I have a Shadzilla, and I've never raised a fish on it. I don't have a lot of confidence in it. I may need to throw it some more this fall.


----------



## TopRaider15 (Mar 10, 2015)

Musky Innovations Swimmin Dawg is my favorite.


----------



## Legend killer (Apr 20, 2011)

TopRaider15 said:


> Musky Innovations Swimmin Dawg is my favorite.


Why?


----------



## TopRaider15 (Mar 10, 2015)

They are durable, big and purpose built for musky....as is the Poseidon. Honestly, I'm pretty partial to most MI gear and was incredibly happy when it came out.


----------



## Legend killer (Apr 20, 2011)

I feel they are very easily torn apart personally. They are more expensive than the waterwolfe. The chaos are more durable but lose some action. The price is right on the chaos. I am not partial to any brand.
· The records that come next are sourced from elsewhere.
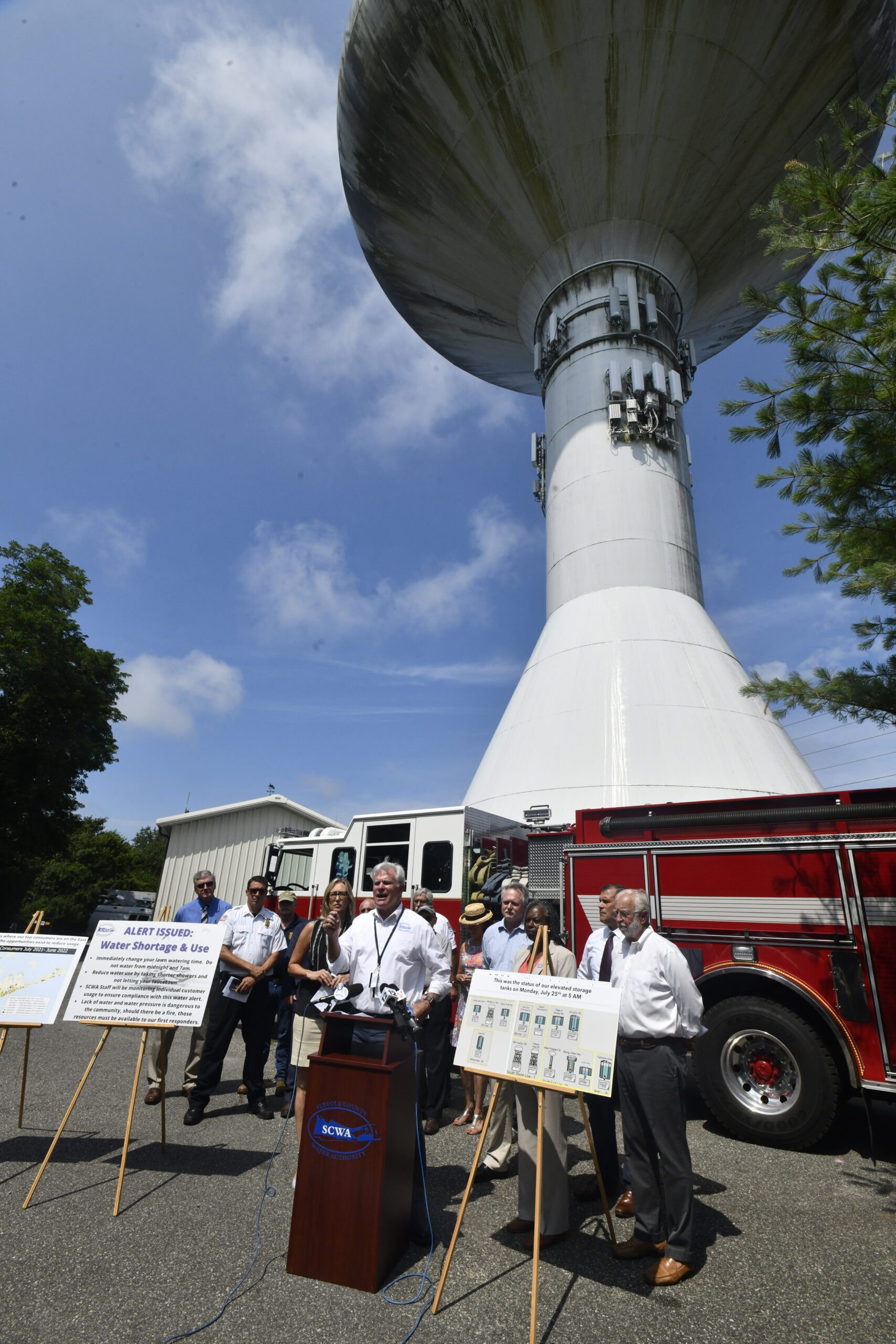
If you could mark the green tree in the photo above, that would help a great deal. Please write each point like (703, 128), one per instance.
(151, 847)
(839, 398)
(58, 702)
(94, 862)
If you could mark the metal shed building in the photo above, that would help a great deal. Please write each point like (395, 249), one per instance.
(231, 842)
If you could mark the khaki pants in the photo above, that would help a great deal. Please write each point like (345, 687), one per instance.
(499, 1141)
(555, 1194)
(196, 1045)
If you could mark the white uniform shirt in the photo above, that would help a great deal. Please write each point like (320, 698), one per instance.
(253, 937)
(445, 930)
(593, 952)
(445, 944)
(659, 994)
(413, 956)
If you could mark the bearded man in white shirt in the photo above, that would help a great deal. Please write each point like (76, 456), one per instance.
(660, 1012)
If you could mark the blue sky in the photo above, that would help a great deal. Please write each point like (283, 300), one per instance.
(312, 541)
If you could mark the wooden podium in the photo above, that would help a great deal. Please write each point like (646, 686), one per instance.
(352, 1206)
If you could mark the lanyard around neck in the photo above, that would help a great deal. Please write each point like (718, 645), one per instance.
(381, 954)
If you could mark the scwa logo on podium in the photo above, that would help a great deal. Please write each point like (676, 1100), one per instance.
(340, 1131)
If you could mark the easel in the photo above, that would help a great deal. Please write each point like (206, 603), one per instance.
(108, 1026)
(33, 927)
(539, 947)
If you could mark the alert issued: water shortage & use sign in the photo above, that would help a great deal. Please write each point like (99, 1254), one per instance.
(542, 1030)
(147, 973)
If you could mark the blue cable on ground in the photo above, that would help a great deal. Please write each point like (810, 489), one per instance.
(268, 1194)
(424, 1277)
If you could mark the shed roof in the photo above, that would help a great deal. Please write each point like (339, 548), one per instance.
(275, 800)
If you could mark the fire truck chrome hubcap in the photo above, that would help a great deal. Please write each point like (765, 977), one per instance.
(761, 1072)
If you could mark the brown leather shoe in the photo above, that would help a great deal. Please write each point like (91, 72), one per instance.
(667, 1270)
(625, 1205)
(635, 1249)
(551, 1240)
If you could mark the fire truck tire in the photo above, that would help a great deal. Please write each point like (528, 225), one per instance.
(766, 1074)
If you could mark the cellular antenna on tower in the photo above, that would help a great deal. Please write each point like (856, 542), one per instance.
(556, 197)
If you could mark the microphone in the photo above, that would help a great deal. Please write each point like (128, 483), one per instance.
(336, 994)
(395, 999)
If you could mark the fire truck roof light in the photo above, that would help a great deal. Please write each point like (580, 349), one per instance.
(537, 815)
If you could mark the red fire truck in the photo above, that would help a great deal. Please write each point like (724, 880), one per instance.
(786, 910)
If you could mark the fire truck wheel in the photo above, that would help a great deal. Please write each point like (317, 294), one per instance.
(766, 1074)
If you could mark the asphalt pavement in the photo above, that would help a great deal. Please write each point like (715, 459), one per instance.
(794, 1246)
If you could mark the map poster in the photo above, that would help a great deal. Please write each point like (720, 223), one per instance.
(147, 973)
(35, 972)
(541, 1030)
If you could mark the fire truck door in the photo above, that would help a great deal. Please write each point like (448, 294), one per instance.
(875, 882)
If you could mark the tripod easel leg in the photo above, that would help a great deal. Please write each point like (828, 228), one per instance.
(131, 1116)
(597, 1170)
(467, 1195)
(162, 1070)
(536, 1234)
(25, 1076)
(65, 1119)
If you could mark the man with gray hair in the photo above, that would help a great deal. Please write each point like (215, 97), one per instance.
(206, 909)
(390, 947)
(500, 945)
(660, 1012)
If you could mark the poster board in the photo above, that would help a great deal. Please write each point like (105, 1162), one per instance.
(147, 973)
(541, 1030)
(35, 973)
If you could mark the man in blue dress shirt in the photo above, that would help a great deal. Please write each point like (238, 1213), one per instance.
(206, 909)
(500, 945)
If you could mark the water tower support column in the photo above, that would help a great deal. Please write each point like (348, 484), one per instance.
(632, 695)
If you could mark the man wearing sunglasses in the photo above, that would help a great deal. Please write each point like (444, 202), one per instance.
(206, 909)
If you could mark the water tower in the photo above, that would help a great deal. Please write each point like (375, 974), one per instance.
(555, 194)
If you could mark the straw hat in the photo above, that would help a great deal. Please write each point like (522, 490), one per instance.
(476, 913)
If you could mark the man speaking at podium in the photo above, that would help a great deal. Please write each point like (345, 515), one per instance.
(390, 947)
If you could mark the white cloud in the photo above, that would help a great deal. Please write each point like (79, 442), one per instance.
(496, 673)
(323, 784)
(301, 582)
(245, 113)
(772, 670)
(119, 543)
(166, 694)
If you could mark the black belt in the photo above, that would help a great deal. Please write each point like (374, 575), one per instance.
(650, 1042)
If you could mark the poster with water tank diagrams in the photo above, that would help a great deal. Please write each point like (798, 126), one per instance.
(35, 972)
(541, 1030)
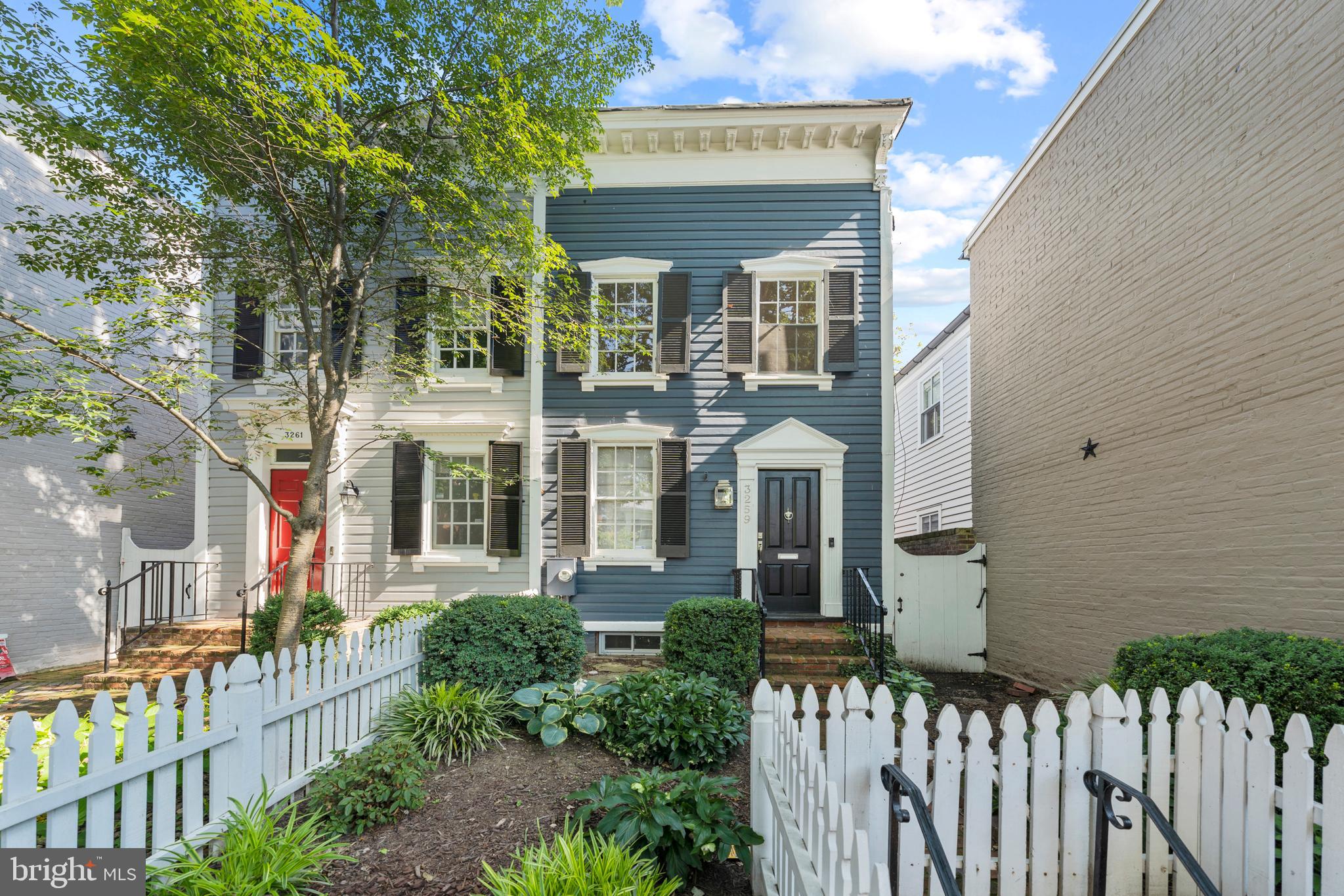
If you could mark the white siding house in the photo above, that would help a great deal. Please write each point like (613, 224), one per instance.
(933, 435)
I use what puts fish in the boat.


----------



## burnsj5 (Jan 30, 2014)

I'd imagine all 3 have different actions and it would be hard to tell if one is better on what day then the others unless you had guys in the boat throwing all 3 and saw a significant difference. I have the shadzillas, seem the most soft of the three and provides a bigger tail kick without much shimmy as opposed to my buddy who has the swimming dawg that has a faster tail action and much more body roll or shimmy to it. I haven't seen the poseidon in action it seems like the harder of the 3 texture wise. 
Guys swear by them but I don't have a ton of confidence in them, if it's an application where I think it could work and I'm not seeing anything I'm probably just going to throw a bulldawg on instead, which I find get torn up pretty easy, basically have to have mend it on the boat. 
I've been experimenting with hard bodied bass swim baits lately but really trying to figure out how to keep fish pinned with them. Have lost a lot of fish on them and am playing with rigging to get try and get something going.


----------



## TopRaider15 (Mar 10, 2015)

Legend killer said:


> I feel they are very easily torn apart personally. They are more expensive than the waterwolfe. The chaos are more durable but lose some action. The price is right on the chaos. I am not partial to any brand. I use what puts fish in the boat.


Why do you think I'm partial to MI lures...because they have put fish in the boat for me. Also carry a torch on the boat to mend dawgs. Works like a charm.


----------



## Legend killer (Apr 20, 2011)

You can mend any rubber with a lighter and butter knife.


----------